Compiler Software Coherent Control for Embedded High Performance Multicore


IEICE TRANSACTIONS on Electronics   Vol.E103-C    No.3    pp.85-97
Publication Date: 2020/03/01
Online ISSN: 1745-1353
DOI: 10.1587/transele.2019LHP0008
Type of Manuscript: Special Section PAPER (Special Section on Low-Power and High-Speed Chips)
multicore,  software coherence control,  parallelizing compiler,  shared memory,  cache,  soft core,  

Full Text: PDF>>
Buy this Article

The advancement of multicore technology has made hundreds or even thousands of cores processor on a single chip possible.
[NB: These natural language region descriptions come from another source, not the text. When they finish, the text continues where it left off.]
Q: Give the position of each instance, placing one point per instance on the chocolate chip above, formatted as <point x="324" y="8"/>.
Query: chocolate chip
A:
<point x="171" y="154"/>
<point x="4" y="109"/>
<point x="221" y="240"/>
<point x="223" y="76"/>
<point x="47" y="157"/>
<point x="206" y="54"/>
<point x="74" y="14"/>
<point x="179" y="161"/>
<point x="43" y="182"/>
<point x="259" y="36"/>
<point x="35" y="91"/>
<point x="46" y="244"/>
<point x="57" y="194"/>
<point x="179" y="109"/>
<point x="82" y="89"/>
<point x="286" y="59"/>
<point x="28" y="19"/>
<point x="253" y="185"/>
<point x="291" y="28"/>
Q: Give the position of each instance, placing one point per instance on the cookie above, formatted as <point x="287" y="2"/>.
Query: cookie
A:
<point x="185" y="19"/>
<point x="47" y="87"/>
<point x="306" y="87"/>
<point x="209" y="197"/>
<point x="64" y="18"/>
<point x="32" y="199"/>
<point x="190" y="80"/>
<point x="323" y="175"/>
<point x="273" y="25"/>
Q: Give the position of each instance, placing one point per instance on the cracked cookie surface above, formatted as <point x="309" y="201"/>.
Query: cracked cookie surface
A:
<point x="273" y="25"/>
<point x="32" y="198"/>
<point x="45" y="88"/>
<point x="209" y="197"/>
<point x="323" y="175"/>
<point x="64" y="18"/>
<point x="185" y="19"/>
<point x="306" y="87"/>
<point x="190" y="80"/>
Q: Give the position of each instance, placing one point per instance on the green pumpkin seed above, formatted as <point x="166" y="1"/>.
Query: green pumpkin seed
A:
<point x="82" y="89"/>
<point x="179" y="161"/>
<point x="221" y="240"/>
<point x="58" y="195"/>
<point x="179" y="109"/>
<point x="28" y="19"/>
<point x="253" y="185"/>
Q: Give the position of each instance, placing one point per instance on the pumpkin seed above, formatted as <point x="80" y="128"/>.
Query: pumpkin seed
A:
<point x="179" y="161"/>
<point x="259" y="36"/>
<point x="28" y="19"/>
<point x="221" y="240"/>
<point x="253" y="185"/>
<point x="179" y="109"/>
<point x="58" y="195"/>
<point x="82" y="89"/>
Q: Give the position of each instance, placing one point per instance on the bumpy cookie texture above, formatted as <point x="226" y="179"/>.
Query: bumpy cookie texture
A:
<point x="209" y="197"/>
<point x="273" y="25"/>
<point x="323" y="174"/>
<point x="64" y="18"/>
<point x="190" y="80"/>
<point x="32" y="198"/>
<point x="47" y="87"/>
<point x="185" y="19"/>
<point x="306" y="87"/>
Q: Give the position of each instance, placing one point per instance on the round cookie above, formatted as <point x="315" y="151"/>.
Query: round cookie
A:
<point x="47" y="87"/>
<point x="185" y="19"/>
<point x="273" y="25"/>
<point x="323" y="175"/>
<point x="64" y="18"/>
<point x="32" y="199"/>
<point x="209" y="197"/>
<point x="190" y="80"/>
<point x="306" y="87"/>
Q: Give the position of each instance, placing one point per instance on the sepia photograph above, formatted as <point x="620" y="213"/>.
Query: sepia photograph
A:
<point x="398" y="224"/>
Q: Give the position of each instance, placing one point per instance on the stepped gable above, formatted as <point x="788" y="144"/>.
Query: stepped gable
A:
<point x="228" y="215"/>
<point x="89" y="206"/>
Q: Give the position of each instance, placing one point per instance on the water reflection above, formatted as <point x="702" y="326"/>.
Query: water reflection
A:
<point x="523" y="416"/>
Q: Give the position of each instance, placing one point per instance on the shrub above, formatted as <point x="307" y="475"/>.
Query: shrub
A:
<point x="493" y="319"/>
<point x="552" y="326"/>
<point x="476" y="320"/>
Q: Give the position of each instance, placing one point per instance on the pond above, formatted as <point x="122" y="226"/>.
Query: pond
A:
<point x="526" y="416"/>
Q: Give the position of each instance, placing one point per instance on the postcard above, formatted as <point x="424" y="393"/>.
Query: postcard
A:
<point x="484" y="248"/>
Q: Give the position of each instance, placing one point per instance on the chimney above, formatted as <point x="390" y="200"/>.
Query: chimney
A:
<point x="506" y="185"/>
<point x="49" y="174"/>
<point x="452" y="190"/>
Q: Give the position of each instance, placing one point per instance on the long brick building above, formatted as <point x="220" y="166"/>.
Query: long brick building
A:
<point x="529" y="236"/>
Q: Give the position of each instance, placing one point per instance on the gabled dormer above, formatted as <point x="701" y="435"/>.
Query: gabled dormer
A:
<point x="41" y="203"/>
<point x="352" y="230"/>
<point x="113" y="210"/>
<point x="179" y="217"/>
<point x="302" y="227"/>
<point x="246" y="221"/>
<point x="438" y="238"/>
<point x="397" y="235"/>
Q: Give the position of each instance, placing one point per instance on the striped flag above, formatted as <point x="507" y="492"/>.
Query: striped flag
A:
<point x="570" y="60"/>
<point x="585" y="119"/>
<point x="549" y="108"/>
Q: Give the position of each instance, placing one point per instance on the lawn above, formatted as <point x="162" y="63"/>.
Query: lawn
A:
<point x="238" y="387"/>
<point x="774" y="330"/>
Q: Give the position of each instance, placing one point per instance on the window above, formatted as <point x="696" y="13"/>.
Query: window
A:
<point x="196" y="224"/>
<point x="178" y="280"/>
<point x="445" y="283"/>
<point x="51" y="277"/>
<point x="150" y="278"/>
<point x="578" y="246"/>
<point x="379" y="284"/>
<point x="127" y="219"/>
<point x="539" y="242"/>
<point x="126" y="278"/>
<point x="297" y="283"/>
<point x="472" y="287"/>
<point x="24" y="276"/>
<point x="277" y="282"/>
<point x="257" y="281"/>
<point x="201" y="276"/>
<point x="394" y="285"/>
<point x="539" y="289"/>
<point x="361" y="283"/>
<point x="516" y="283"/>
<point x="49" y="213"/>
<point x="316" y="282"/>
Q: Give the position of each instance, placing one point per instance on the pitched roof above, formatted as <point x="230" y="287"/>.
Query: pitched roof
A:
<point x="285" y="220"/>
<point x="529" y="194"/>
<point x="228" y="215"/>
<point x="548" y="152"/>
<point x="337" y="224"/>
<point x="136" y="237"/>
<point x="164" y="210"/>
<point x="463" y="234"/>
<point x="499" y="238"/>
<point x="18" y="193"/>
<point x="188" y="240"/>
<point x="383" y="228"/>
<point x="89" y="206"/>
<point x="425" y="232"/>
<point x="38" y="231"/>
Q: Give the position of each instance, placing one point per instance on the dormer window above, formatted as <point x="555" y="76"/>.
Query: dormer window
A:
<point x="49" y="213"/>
However, on a larger scale multicore, a hardware-based cache coherency mechanism becomes overwhelmingly complicated, hot, and expensive. Therefore, we propose a software coherence scheme managed by a parallelizing compiler for shared-memory multicore systems without a hardware cache coherence mechanism. Our proposed method is simple and efficient. It is built into OSCAR automatic parallelizing compiler. The OSCAR compiler parallelizes the coarse grain task, analyzes stale data and line sharing in the program, then solves those problems by simple program restructuring and data synchronization. Using our proposed method, we compiled 10 benchmark programs from SPEC2000, SPEC2006, NAS Parallel Benchmark (NPB), and MediaBench II. The compiled binaries then are run on Renesas RP2, an 8 cores SH-4A processor, and a custom 8-core Altera Nios II system on Altera Arria 10 FPGA. The cache coherence hardware on the RP2 processor is only available for up to 4 cores. The RP2's cache coherence hardware can also be turned off for non-coherence cache mode. The Nios II multicore system does not have any hardware cache coherence mechanism; therefore, running a parallel program is difficult without any compiler support. The proposed method performed as good as or better than the hardware cache coherence scheme while still provided the correct result as the hardware coherence mechanism. This method allows a massive array of shared memory CPU cores in an HPC setting or a simple non-coherent multicore embedded CPU to be easily programmed. For example, on the RP2 processor, the proposed software-controlled non-coherent-cache (NCC) method gave us 2.6 times speedup for SPEC 2000 “equake” with 4 cores against sequential execution while got only 2.5 times speedup for 4 cores MESI hardware coherent control. Also, the software coherence control gave us 4.4 times speedup for 8 cores with no hardware coherence mechanism available.